Cette étude a été réalisée sur 150.000 personnes
Cette étude a été réalisée sur 150.000 personnes © maxppp

La plus grande étude conduite dans le domaine de la psychiatrie porte sur la schizophrénie. Cette enquête, menée sur 150.000 personnes, confirme que la génétique est la composante essentielle de cette maladie.

Une maladie, qui touche 24 millions de personnes dans le monde dont 500.000 en France, et qui survient généralement à l'adolescence ou chez le jeune adulte.

Dans cette étude publiée par la revue "Nature", les scientifiques comparent l'ADN de 37.000 patients et de 113.000 personnes saines.

Dans cette maladie, la pensée est désorganisée

Ce groupe de chercheurs, dirigé par l'université de Cardiff en Grande-Bretagne, a identifié 83 nouvelles variations génétiques qui pourraient contribuer au déclenchement de la maladie en agissant par exemple sur les neurotransmissions, c'est à dire les transmissions d'informations entre les neurones.

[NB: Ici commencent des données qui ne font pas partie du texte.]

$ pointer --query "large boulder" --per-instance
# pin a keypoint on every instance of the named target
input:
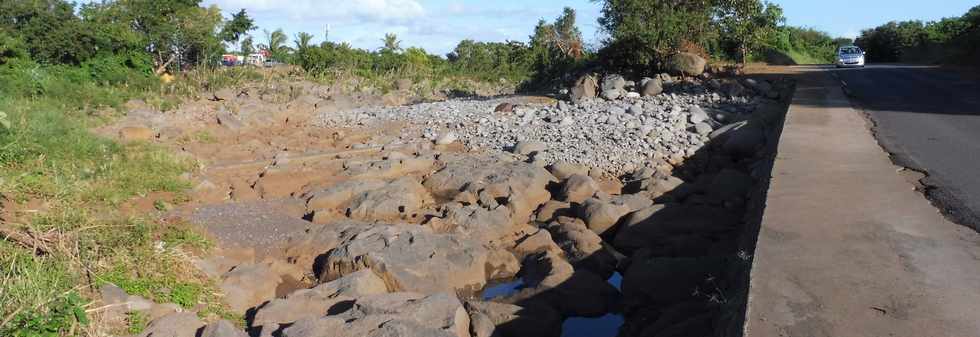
(686, 64)
(578, 188)
(136, 133)
(318, 301)
(401, 199)
(613, 86)
(395, 314)
(223, 328)
(583, 247)
(600, 216)
(550, 280)
(658, 223)
(491, 189)
(585, 88)
(247, 286)
(476, 222)
(409, 258)
(370, 200)
(183, 324)
(564, 170)
(508, 320)
(652, 87)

Or, on sait que dans cette maladie, la pensée est désorganisée. Les émotions, les sentiments sont affectés. Pour le professeur Jean-Pierre Olié, psychiatre à l'hôpital Sainte-Anne, cette découverte pourrait élargir le champ thérapeutique.

On pourra identifier les symptômes de manière plus fine, les relier à des particularités génétiques et mettre au point de thérapeutiques qui agissent sur ces anomalies cliniques ou génétiques" explique-t-il.

En effet, jusqu'à présent, les médicaments agissent sur les manifestations les plus impressionnantes que sont les délires ou les hallucinations. Ils n'ont pas de portée sur la baisse des capacités cognitives alors qu'un malade schizophrène a aussi des problèmes d'attention, de mémoire, d'exécution des taches. Par ailleurs, cette étude conforte aussi l'hypothèse d'un lien entre un mauvais fonctionnement du système immunitaire et cette maladie.